«Moschea a tempo» anche in Galleria: la preghiera islamica davanti ai negozi

«Una cosa così, è la prima volta che mi capita. E dire che in 130 anni ne abbiamo viste di tutti i colori». Giorgio Bernasconi è il titolare del negozio di argenteria in Galleria Vittorio Emanuele e quando l’altro pomeriggio ha visto un gruppo di arabi inginocchiarsi di fronte alle sue vetrine per pregare, quasi non ci voleva credere. Qui, nel «salotto di Milano, spiega il signor Bernasconi, ogni tipo di manifestazione deve essere autorizzata. Ci sono i vigili che segnalano persino quando un artista appoggia un treppiede su un mosaico e se qualcuno si azzarda ad andare in bicicletta, scatta la multa.
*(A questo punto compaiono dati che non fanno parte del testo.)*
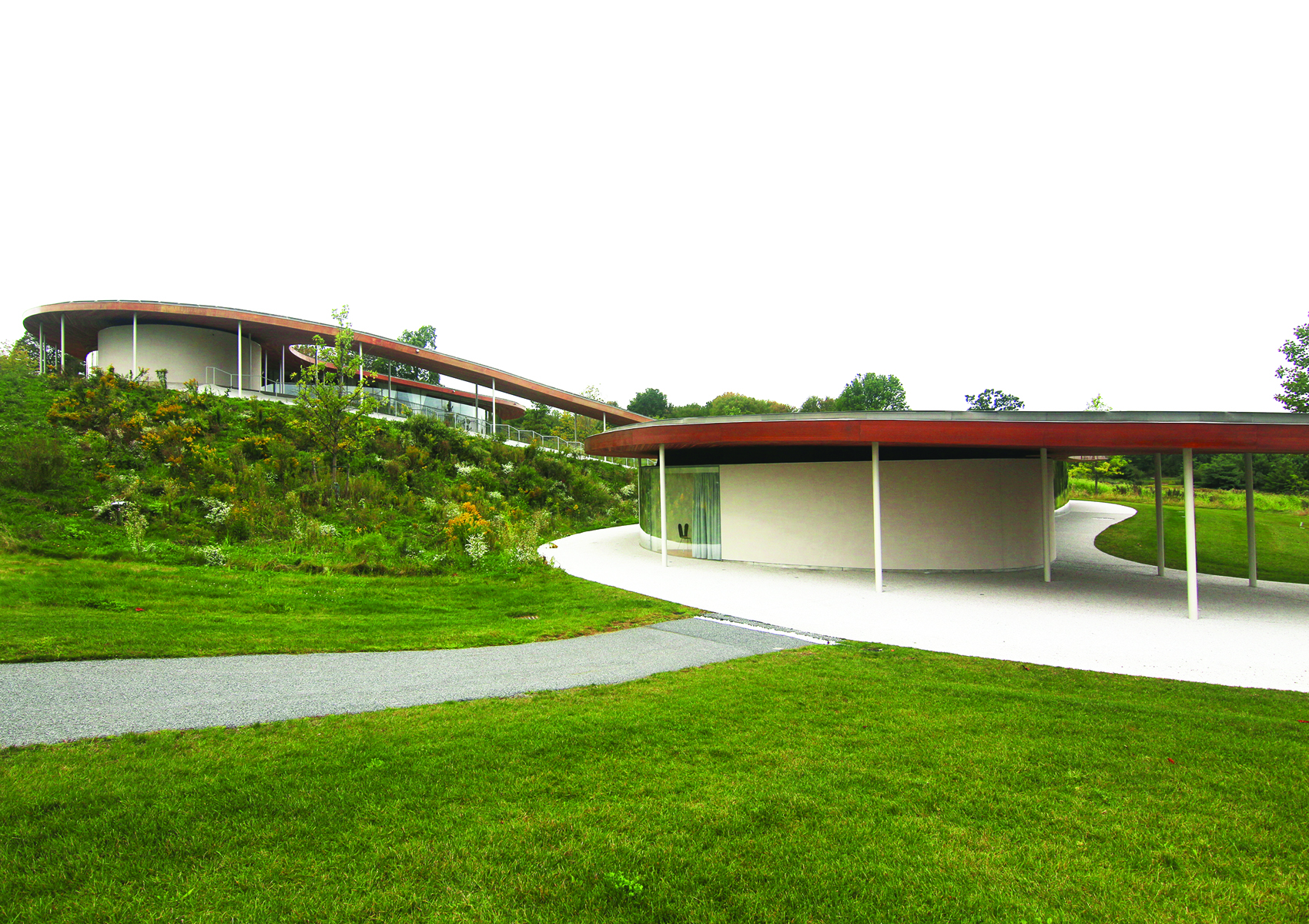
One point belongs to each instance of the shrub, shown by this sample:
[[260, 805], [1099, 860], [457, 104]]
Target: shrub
[[41, 465]]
«E invece a loro non hanno fatto nulla, non hanno nemmeno controllato i documenti». Ma andiamo con ordine. È mercoledì pomeriggio, in centro è pieno di turisti, di gente che va a passeggio in una giornata che sembra un assaggio di primavera. Sono le 17 in punto e un gruppetto di arabi si ferma in mezzo alla Galleria Vittorio Emanuele. Sono in sette, si tolgono le scarpe, stendono la giacca per terra come a fargli da tappeto. Si inginocchiano e con gli occhi rivolti alla Mecca iniziano a pregare. Uno di loro li guida, tenendo il Corano in mano e leggendo i versetti ai fedeli tra lo stupore delle persone che rimangono lì, senza parole, ad assistere ad uno spettacolo mai visto. E che per una manciata di minuti trasforma la Galleria in una moschea. Sul posto, c’è anche una giornalista di Telelombardia che cattura le immagini per poi mandarle in onda nell’edizione serale del loro telegiornale.
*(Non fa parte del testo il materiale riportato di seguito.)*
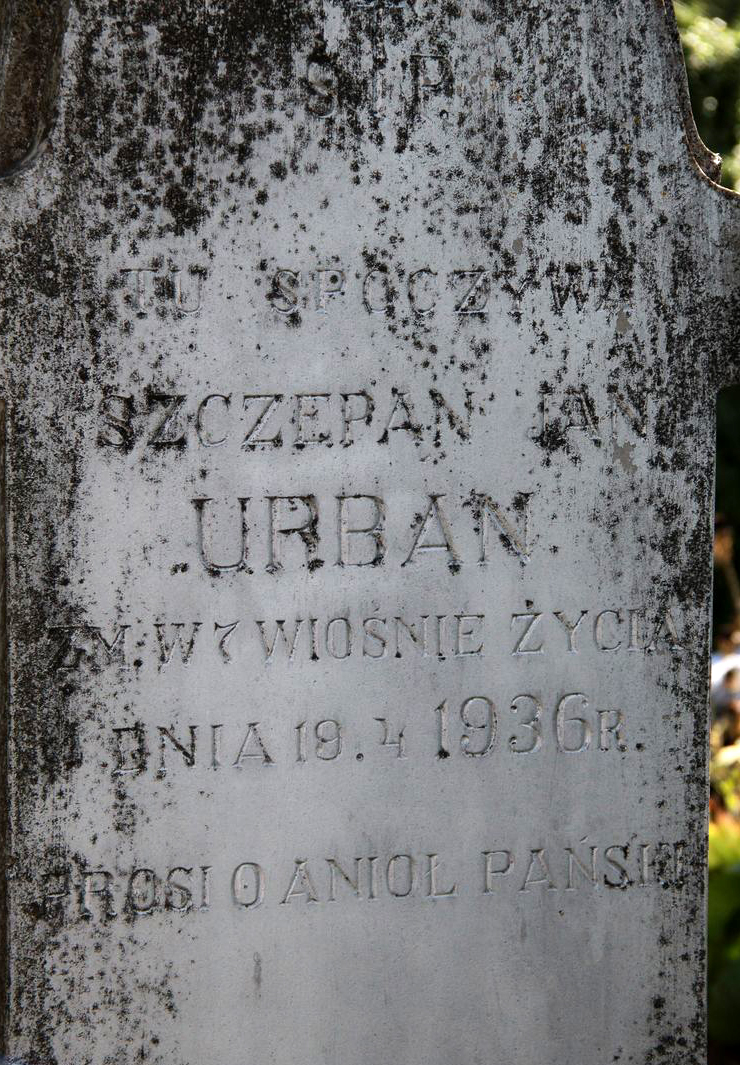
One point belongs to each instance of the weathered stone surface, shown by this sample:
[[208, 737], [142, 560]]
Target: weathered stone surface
[[359, 365]]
«Quando li ho visti, lì davanti alla mia vetrina, mi sono avvicinato a loro per chiedere di spostarsi e mi hanno chiesto se parlavo inglese. Un altro parlava italiano», continua a raccontare Bernasconi. È chiaro che non gli ha fatto piacere vederli davanti alle sue vetrine. «L’ho fatto presente ai vigili, ma loro mi hanno risposto che stavano pregando e non potevano fare niente. La Galleria è un salotto e come tale bisogna trattarlo. Mi hanno spiegato che quando arriva il momento della preghiera, in qualsiasi luogo si trovino, si inginocchiano e iniziano la loro liturgia. Però...».
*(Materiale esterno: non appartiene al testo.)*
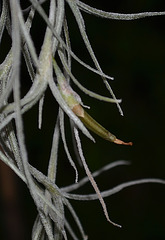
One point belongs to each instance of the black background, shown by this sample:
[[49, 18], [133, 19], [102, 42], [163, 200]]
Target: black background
[[133, 52]]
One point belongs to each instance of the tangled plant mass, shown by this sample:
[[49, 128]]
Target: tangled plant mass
[[45, 72]]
Però siamo a Milano, non in Arabia e per il signor Bernasconi è evidente che si è trattato di una provocazione. Se proprio volevano, potevano trovarsi un altro angolino, molto più riservato e meno in vista. Non come questo, a due passi dal Duomo e da piazza della Scala, un luogo simbolico di Milano che tutti conoscono, italiani e stranieri. «Il significato della Galleria è evidente.

Ma poi, dico io: provi ad andare lei nel loro Paese e a tirare fuori un crocifisso e a vedere quello che succede».
Sono le 17.15, gli arabi si alzano, tolgono le giacche da terra e si rimettono le scarpe. Si mescolano in mezzo alla gente, come se nulla fosse. La preghiera è finita.